The Impact of Osteoarthritis on the Quality of Life of the Patient in the Kingdom of Bahrain

  •  Basem Ahmed Al Ubaidi    
  •  Ashwaq Ali Hassani    
  •  Mohamed Altigani Farahna    
  •  Haitham Adnan Alhammadi    


Osteoarthritis (OA) is a leading cause of disability and a decline in health-related quality of life (HRQoL). Healthcare professionals should prioritize the optimal measurement of HRQoL in patients with OA. To examine and assess the influence of Osteoarthritis on patients' quality of life in the Kingdom of Bahrain. In this cross-sectional study, a cohort of 149 individuals diagnosed with Osteoarthritis was included. Data related to QoL was collected by using Mini-Osteoarthritis Knee and Hip Quality of Life (Mini-OAKHQOL) and Western Ontario &McMaster Osteoarthritis Index (WOMAC). The Spearman rank correlation test was used to assess the correlation between assessments on different instruments used in osteoarthritis patients.
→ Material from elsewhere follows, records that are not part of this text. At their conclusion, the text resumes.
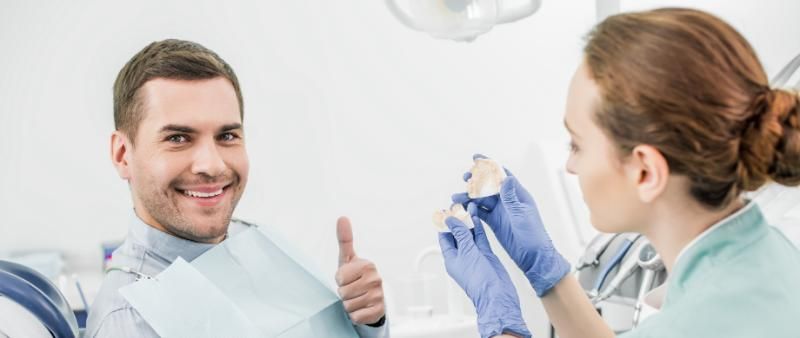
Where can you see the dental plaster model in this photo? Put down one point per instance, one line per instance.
(487, 176)
(457, 211)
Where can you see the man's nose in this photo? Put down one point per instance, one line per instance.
(208, 160)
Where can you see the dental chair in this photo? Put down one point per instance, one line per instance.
(31, 306)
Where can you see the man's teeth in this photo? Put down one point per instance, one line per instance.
(202, 194)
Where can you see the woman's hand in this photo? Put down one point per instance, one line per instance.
(472, 264)
(515, 220)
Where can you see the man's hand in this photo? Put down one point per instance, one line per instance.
(360, 285)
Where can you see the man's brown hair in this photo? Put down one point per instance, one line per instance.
(689, 84)
(169, 59)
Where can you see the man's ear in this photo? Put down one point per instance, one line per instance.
(120, 147)
(648, 170)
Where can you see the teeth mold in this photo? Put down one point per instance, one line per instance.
(487, 176)
(457, 211)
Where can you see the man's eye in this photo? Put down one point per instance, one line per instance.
(227, 137)
(177, 139)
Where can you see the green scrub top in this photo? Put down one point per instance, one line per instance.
(740, 279)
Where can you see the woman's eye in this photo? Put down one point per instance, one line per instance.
(573, 148)
(177, 138)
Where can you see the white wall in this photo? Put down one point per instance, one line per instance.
(346, 112)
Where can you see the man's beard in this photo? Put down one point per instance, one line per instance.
(163, 207)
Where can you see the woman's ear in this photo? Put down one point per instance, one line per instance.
(648, 171)
(120, 144)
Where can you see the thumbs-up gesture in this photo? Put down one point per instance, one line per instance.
(360, 285)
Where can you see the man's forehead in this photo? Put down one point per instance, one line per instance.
(199, 104)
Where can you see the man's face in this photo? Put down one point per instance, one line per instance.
(188, 167)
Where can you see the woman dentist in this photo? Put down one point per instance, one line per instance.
(671, 119)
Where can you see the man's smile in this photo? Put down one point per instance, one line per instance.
(205, 196)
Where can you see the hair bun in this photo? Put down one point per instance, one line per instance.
(770, 144)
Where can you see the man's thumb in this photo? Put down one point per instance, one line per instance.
(344, 233)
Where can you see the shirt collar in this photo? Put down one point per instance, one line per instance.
(165, 245)
(718, 244)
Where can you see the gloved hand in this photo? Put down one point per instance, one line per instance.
(514, 218)
(472, 264)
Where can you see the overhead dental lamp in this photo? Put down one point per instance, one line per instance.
(464, 20)
(459, 20)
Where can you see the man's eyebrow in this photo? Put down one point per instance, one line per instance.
(229, 127)
(566, 125)
(178, 128)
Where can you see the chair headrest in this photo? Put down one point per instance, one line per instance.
(34, 292)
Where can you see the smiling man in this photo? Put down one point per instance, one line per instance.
(179, 142)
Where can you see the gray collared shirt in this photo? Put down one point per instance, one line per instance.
(149, 251)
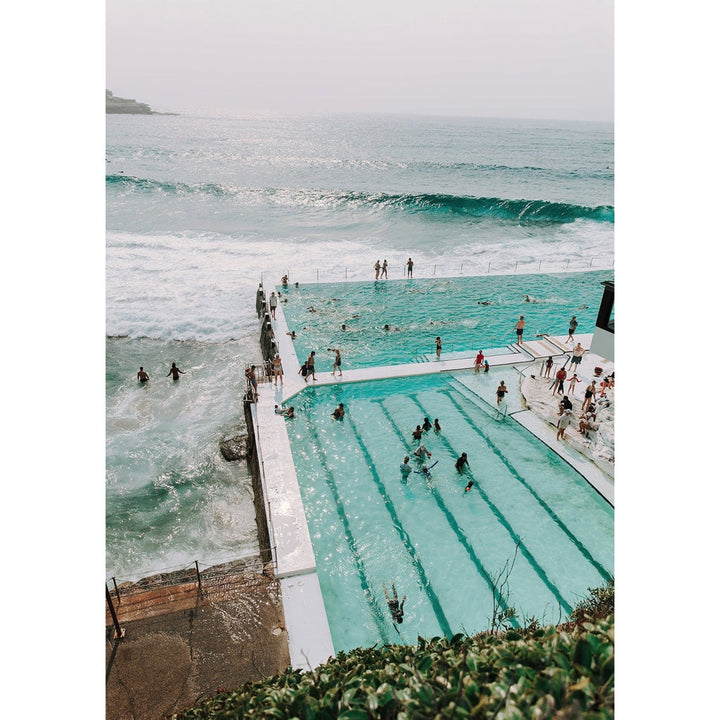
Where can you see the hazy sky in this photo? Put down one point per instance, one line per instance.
(499, 58)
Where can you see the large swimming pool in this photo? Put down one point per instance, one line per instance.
(440, 545)
(417, 311)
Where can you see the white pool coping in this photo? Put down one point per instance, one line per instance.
(308, 630)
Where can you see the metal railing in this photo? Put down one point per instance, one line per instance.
(551, 264)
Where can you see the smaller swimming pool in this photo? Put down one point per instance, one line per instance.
(444, 548)
(418, 311)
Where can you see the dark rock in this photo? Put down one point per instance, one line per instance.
(235, 448)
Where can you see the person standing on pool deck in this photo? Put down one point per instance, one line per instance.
(310, 364)
(175, 372)
(576, 359)
(479, 361)
(560, 376)
(273, 304)
(572, 329)
(396, 607)
(337, 363)
(589, 395)
(250, 377)
(573, 381)
(277, 369)
(548, 367)
(563, 423)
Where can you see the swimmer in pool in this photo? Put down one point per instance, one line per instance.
(396, 606)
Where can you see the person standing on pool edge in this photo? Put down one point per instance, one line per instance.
(310, 364)
(572, 329)
(337, 363)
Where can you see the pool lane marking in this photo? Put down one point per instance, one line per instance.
(349, 537)
(578, 543)
(451, 520)
(425, 582)
(540, 571)
(513, 471)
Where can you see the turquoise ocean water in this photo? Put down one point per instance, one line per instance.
(200, 209)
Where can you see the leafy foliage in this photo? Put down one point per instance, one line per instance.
(599, 604)
(528, 673)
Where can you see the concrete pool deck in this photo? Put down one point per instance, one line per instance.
(309, 637)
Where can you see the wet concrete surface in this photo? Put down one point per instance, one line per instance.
(181, 642)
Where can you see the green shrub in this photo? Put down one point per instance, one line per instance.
(532, 673)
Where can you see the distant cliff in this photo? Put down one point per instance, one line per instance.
(127, 107)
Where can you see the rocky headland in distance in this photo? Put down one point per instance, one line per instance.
(123, 106)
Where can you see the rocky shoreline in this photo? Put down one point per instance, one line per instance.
(124, 106)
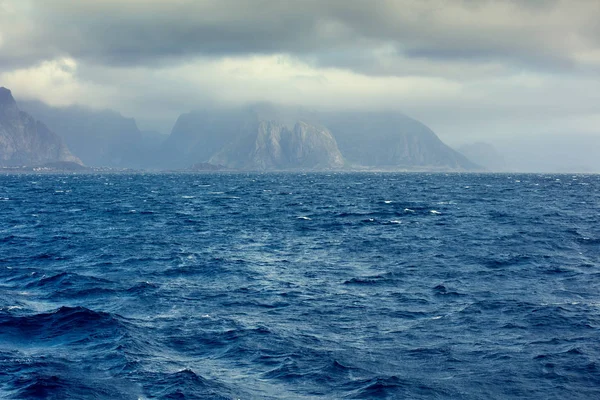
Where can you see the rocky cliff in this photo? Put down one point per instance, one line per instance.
(102, 138)
(274, 146)
(25, 141)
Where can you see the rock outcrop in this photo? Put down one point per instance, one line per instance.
(269, 137)
(101, 138)
(273, 146)
(26, 141)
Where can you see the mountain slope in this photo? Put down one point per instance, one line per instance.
(101, 138)
(272, 145)
(25, 141)
(366, 140)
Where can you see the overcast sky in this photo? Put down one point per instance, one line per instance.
(471, 70)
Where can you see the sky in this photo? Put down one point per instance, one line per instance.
(472, 70)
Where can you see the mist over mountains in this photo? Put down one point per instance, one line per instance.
(25, 140)
(259, 137)
(265, 137)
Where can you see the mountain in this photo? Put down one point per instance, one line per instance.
(25, 141)
(256, 137)
(198, 135)
(557, 152)
(485, 155)
(273, 146)
(392, 141)
(100, 138)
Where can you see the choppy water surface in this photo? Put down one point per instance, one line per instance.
(300, 286)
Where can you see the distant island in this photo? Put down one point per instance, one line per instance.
(259, 137)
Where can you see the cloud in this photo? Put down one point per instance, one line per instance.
(535, 34)
(466, 67)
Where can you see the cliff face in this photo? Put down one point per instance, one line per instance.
(25, 141)
(274, 146)
(392, 140)
(102, 138)
(266, 136)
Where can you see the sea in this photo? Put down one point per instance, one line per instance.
(300, 286)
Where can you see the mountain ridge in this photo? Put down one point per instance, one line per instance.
(25, 140)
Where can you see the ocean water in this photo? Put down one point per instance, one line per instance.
(300, 286)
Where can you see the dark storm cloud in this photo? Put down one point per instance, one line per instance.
(538, 34)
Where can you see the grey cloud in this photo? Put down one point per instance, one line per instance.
(539, 34)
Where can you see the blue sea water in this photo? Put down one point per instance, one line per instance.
(300, 286)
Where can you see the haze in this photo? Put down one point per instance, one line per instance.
(523, 76)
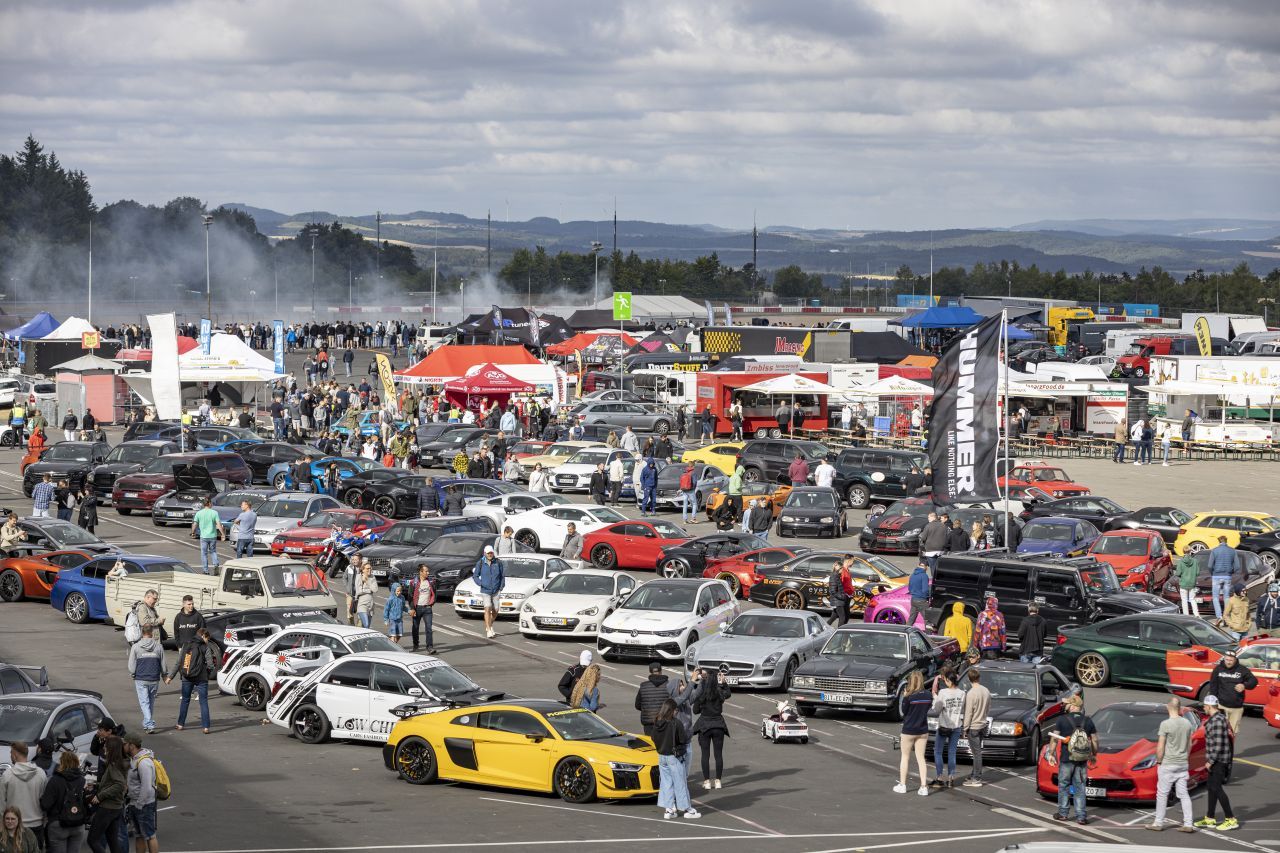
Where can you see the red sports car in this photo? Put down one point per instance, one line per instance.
(1125, 766)
(739, 570)
(1139, 557)
(631, 544)
(307, 538)
(32, 569)
(1188, 669)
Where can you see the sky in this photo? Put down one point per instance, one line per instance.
(877, 114)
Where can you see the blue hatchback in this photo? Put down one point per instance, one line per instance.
(81, 592)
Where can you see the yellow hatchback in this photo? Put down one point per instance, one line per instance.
(1202, 532)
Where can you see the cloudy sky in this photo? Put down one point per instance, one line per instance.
(822, 113)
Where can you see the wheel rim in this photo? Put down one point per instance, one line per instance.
(572, 779)
(1091, 669)
(415, 760)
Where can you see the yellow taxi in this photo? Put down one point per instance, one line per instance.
(1202, 532)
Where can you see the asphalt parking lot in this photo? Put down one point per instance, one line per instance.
(250, 787)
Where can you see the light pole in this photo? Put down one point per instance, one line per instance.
(209, 288)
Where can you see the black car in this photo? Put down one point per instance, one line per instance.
(411, 538)
(1088, 507)
(1165, 520)
(812, 511)
(264, 455)
(1025, 703)
(867, 475)
(767, 459)
(128, 457)
(689, 559)
(71, 461)
(451, 557)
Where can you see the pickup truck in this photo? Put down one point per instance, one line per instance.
(865, 667)
(247, 583)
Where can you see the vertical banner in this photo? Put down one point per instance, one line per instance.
(165, 386)
(384, 373)
(278, 343)
(964, 430)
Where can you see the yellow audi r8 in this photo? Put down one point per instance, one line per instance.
(535, 744)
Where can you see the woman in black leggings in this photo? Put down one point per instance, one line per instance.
(711, 726)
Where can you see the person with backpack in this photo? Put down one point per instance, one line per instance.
(65, 806)
(1077, 744)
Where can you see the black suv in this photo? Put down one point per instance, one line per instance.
(767, 459)
(865, 475)
(1068, 589)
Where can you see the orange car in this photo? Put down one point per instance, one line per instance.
(32, 569)
(776, 493)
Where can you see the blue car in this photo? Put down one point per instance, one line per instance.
(81, 592)
(1057, 536)
(280, 475)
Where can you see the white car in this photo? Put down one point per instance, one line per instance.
(248, 673)
(575, 602)
(497, 509)
(575, 473)
(522, 576)
(352, 697)
(663, 617)
(545, 528)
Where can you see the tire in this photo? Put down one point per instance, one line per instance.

The study involved participants with a mean age of 56.7 ± 11.7 years. Most of the patients experienced extreme pain during prostrating in prayer time (45.6%), sitting (32.2%), and while doing heavy domestic duties (30.9%). The Cronbach alpha coefficients for Mini-OAKHQOL and WOMAC ranged from 0.83 to 0.89 and 0.85 to 0.96 respectively. Only a few demographic factors significantly and positively correlated with Mini-OAKHQoL. This study concludes that OA has a substantial impact on HRQoL. This study can benefit healthcare professionals and policymakers to develop specific interventions and public health initiatives to address the multifaceted nature of osteoarthritis and improve the lives of those affected.